Making a stand for everyone’s right to education, which can take place anywhere and at any time, Taylor’s College organised the “Classroom Experience” for children from the Kirtarsh Handicapped and Disabled Children’s Home.

“I believe learning can take place anywhere, at any time, and education is a life-long process,” said Taylor’s College president Lim Tou Boon.

“We need to be aware that learning is not confined to the four walls of a classroom. Learning can take place in a park, at home, or on the Internet, and not just from Monday to Friday.

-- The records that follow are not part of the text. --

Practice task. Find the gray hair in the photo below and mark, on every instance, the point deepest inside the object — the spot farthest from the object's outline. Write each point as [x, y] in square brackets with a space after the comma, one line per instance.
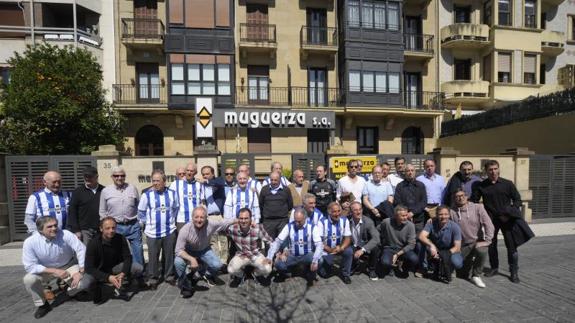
[41, 221]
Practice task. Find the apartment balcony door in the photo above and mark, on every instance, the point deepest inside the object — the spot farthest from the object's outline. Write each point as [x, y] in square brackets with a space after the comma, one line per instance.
[257, 20]
[317, 26]
[413, 38]
[412, 90]
[317, 87]
[148, 86]
[258, 84]
[145, 15]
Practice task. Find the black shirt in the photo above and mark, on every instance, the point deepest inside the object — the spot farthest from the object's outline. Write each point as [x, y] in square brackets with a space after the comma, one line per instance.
[83, 209]
[412, 194]
[499, 198]
[102, 256]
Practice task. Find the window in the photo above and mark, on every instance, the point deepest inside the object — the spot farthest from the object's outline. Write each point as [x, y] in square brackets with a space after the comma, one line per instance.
[367, 140]
[530, 21]
[462, 69]
[462, 14]
[178, 85]
[259, 140]
[487, 12]
[353, 14]
[529, 66]
[412, 141]
[354, 81]
[504, 12]
[504, 67]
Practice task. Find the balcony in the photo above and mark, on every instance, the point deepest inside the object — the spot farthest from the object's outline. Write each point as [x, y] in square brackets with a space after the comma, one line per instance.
[552, 42]
[465, 36]
[318, 40]
[257, 38]
[143, 33]
[418, 46]
[466, 92]
[139, 97]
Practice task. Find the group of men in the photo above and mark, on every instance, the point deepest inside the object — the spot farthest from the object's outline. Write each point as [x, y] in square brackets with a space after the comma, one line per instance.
[382, 223]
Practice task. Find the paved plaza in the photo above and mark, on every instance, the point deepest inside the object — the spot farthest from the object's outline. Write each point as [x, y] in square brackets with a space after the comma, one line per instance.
[544, 295]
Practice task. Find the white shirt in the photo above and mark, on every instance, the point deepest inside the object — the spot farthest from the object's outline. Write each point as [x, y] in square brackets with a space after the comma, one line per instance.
[40, 253]
[346, 185]
[237, 199]
[46, 203]
[190, 195]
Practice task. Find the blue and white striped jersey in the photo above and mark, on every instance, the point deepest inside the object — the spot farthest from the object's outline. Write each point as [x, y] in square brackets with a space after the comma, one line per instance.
[190, 195]
[158, 210]
[237, 199]
[46, 203]
[332, 233]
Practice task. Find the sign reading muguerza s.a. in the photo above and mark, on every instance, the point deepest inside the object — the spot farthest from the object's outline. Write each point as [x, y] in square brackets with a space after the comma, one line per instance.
[273, 118]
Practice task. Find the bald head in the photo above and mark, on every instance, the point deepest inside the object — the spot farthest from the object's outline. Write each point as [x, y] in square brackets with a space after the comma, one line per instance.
[52, 181]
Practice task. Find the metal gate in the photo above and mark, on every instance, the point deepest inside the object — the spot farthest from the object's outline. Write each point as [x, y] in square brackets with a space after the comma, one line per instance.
[24, 176]
[552, 182]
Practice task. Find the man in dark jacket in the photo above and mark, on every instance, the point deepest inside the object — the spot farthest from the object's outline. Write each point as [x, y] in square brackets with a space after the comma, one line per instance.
[502, 202]
[108, 259]
[463, 179]
[83, 216]
[275, 205]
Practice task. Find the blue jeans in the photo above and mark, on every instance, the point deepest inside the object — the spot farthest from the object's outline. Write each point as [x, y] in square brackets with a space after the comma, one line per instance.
[206, 258]
[346, 260]
[284, 266]
[410, 259]
[133, 233]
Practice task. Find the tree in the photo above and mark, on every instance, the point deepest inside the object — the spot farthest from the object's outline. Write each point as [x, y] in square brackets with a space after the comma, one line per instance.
[55, 104]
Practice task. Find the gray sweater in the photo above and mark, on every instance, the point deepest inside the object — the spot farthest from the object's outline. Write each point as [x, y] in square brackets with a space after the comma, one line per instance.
[397, 236]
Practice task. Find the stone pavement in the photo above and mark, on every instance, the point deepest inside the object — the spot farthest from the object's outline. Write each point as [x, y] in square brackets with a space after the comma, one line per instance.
[544, 295]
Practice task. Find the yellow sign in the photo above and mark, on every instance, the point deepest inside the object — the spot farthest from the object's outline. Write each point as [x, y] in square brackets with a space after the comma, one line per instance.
[338, 165]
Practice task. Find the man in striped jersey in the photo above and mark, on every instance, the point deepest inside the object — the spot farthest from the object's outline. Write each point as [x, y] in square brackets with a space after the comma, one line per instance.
[305, 247]
[50, 201]
[336, 235]
[157, 209]
[313, 214]
[253, 183]
[277, 167]
[190, 195]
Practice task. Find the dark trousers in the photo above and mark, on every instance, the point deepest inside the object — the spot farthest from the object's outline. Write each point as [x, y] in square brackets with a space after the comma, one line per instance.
[410, 259]
[512, 254]
[274, 226]
[166, 244]
[473, 260]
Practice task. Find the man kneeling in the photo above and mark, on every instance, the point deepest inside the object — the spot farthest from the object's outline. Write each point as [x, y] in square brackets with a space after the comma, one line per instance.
[247, 239]
[50, 256]
[305, 247]
[108, 259]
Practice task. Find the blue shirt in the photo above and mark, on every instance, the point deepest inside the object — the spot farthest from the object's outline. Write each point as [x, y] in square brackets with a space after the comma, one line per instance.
[434, 186]
[377, 193]
[443, 238]
[40, 253]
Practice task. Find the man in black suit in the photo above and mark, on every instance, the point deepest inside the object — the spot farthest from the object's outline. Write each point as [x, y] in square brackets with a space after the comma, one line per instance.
[365, 239]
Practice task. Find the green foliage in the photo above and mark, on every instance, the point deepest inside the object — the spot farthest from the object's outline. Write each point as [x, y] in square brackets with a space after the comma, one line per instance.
[55, 104]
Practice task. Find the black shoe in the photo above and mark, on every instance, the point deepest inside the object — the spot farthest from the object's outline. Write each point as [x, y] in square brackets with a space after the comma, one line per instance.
[514, 278]
[491, 272]
[42, 310]
[236, 281]
[346, 280]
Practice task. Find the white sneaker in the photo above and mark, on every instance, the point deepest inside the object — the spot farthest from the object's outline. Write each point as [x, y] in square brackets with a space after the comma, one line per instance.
[477, 281]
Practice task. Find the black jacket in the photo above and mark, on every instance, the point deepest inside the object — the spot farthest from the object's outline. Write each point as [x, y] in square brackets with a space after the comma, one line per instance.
[101, 259]
[83, 209]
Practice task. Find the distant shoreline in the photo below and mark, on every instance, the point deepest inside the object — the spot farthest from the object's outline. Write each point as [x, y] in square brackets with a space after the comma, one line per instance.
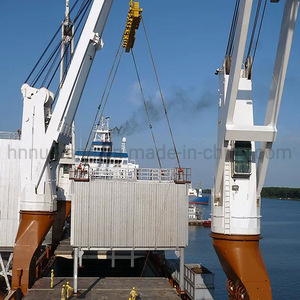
[281, 193]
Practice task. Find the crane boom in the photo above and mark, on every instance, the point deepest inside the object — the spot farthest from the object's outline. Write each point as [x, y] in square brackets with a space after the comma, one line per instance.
[238, 182]
[40, 137]
[44, 134]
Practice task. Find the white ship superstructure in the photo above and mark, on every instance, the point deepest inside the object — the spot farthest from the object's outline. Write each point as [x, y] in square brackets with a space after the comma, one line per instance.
[101, 159]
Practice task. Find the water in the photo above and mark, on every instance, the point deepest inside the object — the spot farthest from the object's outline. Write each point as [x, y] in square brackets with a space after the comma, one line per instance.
[280, 247]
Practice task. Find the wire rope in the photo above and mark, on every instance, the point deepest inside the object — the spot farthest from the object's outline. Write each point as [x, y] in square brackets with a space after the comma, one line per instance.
[233, 29]
[161, 95]
[102, 98]
[259, 30]
[45, 51]
[254, 27]
[146, 108]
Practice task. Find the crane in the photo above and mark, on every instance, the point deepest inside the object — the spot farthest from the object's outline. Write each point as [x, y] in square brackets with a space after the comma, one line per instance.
[45, 131]
[236, 200]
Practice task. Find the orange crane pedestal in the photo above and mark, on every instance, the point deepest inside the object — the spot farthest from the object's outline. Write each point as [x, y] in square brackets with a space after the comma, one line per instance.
[243, 265]
[33, 227]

“With that in mind, we are pleased to give back to society through ‘The Classroom Experience’ project and, at the same time, nurture invaluable learning, leadership and life skills in our students.

“It takes a lot of courage to plan and execute this project and I congratulate the team for successfully organising it,” he added.

Children, between the ages of 10 and 12, were treated to a day of fun learning which started with a morning exercise session. The learning experience was personalised with a mentor assigned to oversee two or three children. Among the subjects taught were Mathematics, English and Art.

The “Classroom Experience”, which was inspired by the “Classroom Mumbai” project carried out by the Akanksha Foundation, a non-profit organisation in India, offered a two-way learning opportunity which benefitted the marginalised children, who learned from their mentors, as well as the volunteer teachers and mentors who experienced the joys and challenges of being an educator.

“These children are not often exposed to opportunities outside the home,” said Kirtarsh Handicapped and Disabled Children’s Home caretaker Judith Pamela Muthiah.

“I am very thankful to be included in this ‘Classroom Experience’ for that reason. The children thoroughly enjoyed the activities especially with the mentors who did a good job in guiding the children.”

Sharing her experiences organising the project, organising chairperson, Yap Pei Ru said, “The common challenges we face with projects like this are often related to funding and acquiring committed volunteers. In order to ensure the success of social responsibility projects, passion and discipline are essential.”

The “Classroom Experience” project is a collaborative effort between the Taylor’s College Rotaract Club and the Taylor’s College Reading Bus Programme, with the support of the Rotaract Club of Bandar Sunway.